What is a Non-Qualified Plan?

A non-qualified plan is a retirement plan to which the IRS does not grant specific tax benefits.

How Does a Non-Qualified Plan Work?

A non-qualified retirement plan is essentially whatever a qualified plan is not. In other words, if the plan does not meet the myriad of exact requirements the Internal Revenue Code section 401(a) and the Employee Retirement Income Security Act of 1974 (ERISA), the retirement plan is non-qualified.

But in general, the IRS deems defined-benefit plans and defined-contribution plans as qualified retirement plans (though hybrid plans, which combine elements of the two, are also acceptable in some cases). Defined-benefit plans are usually traditional pension plans; defined-contribution plans are often 401(k) plans, 403(b) plans, money-purchase pension plans, or profit-sharing plans. Non-qualified plans might involve trusts, life insurance policies, or deferred compensation plans, and the assets in these plans might be mixed with the assets of the employer (qualified plans don’t allow that).

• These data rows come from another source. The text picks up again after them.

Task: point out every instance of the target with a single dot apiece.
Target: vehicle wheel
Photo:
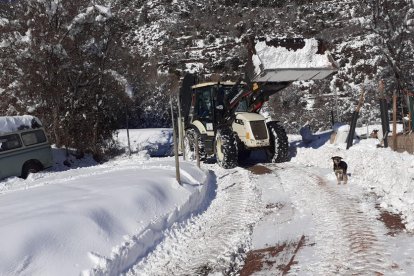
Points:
(226, 148)
(189, 144)
(279, 145)
(31, 167)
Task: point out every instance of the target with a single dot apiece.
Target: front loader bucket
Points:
(291, 59)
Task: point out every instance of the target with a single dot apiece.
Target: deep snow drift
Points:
(97, 219)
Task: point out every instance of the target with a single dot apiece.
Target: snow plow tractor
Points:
(223, 119)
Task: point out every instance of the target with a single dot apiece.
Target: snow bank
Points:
(269, 57)
(14, 123)
(388, 174)
(95, 220)
(155, 141)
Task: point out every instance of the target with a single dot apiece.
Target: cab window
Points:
(33, 137)
(9, 142)
(203, 106)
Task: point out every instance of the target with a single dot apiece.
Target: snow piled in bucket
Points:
(14, 123)
(269, 57)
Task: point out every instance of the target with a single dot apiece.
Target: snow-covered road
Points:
(279, 206)
(213, 241)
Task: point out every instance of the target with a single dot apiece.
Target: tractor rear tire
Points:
(190, 137)
(279, 144)
(226, 148)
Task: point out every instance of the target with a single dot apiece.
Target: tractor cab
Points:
(207, 110)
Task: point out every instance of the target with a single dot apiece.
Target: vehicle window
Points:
(33, 137)
(9, 142)
(203, 104)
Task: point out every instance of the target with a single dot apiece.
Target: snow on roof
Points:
(14, 123)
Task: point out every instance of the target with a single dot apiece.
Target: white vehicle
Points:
(223, 117)
(24, 147)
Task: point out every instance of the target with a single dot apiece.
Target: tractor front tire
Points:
(226, 148)
(279, 144)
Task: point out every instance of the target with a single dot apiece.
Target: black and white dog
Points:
(340, 168)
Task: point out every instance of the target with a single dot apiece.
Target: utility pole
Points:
(394, 120)
(127, 126)
(177, 162)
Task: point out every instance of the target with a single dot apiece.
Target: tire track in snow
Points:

This means that if a plan is non-qualified, employers generally cannot deduct contributions they make to the plans on behalf of their participants, and plan participants cannot exclude their contributions from their taxable income. Additionally, the earnings on the retirement plan funds are usually taxable.

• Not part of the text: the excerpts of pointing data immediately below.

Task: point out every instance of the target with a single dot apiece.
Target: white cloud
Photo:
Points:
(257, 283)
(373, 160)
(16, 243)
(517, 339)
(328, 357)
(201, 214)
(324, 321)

Why Does a Non-Qualified Plan Matter?

Knowing whether a retirement plan is a qualified retirement plan is important, because having one entitles the participant to certain tax advantages that are not available to people saving for their retirement by other means. Given that tax deductions, tax credits, and tax deferrals can create significant differences in retirement income when compounded over several years or even decades, finding a qualified retirement plan is one of the most important things an investor can do to ensure adequate income after he or she stops working. Of course, qualified retirement plans do have their limitations, namely that the funds are often unavailable to the investor until he or she retires and sometimes are limited in terms of allowed investments. In those cases, a non-qualified plan might fit the bill.